Combining theory, methodology, and applications in a unified survey, this important reference/text presents the most recent results in robust regression analysis, including properties of robust regression techniques, computational issues, forecasting, and robust ridge regression. It provides useful case studies so that students and engineers can apply these techniques to forecasting, quantitative business analysis, econometrics, marketing, statistics, and demand modeling. Robust Regression: Analysis and Applications characterizes robust estimators in terms of how much they weight each observation ... discusses generalized properties of L[subscript p]-estimators ... includes an algorithm for identifying outliers using least absolute value criterion in regression modeling ... reviews redescending M-estimators ... studies L[subscript 1] linear regression ... proposes the best linear unbiased estimators for fixed parameters and random errors in the mixed linear model ... summarizes known properties of L[subscript 1] estimators for time series analysis ... examines ordinary least squares, latent root regression, and a robust regression weighting scheme ... and evaluates results from five different robust ridge regression estimators. Containing 120 tables and diagrams plus numerous bibliographic citations, Robust Regression: Analysis and Applications is the leading reference for applied statisticians, operations researchers, econometricians, marketing forecasters, business administration and management scientists, and industrial engineers as well as a text for graduate statistics or economics courses. Book jacket.

Mathematical Programming and Game Theory for Decision Making

Author : S. K. Neogy
Publisher : World Scientific
Page : 498 pages
File Size : 10,13 MB
Release : 2008
Category : Mathematics
ISBN : 9812813217

GET BOOK

This edited book presents recent developments and state-of-the-art review in various areas of mathematical programming and game theory. It is a peer-reviewed research monograph under the ISI Platinum Jubilee Series on Statistical Science and Interdisciplinary Research. This volume provides a panoramic view of theory and the applications of the methods of mathematical programming to problems in statistics, finance, games and electrical networks.
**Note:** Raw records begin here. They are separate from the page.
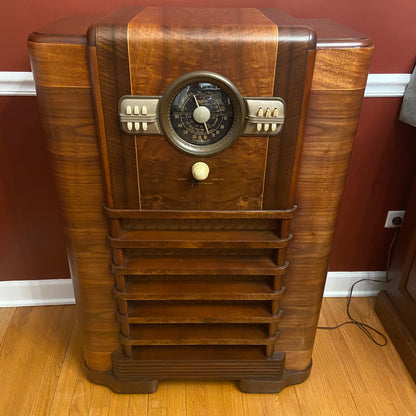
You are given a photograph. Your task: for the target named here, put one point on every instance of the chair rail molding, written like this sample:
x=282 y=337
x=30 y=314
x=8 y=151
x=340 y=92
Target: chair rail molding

It also provides an important as well as timely overview of research trends and focuses on the exciting areas like support vector machines, bilevel programming, interior point method for convex quadratic programming, cooperative games, non-cooperative games and stochastic games. Researchers, professionals and advanced graduates will find the book an essential resource for current work in mathematical programming, game theory and their applications.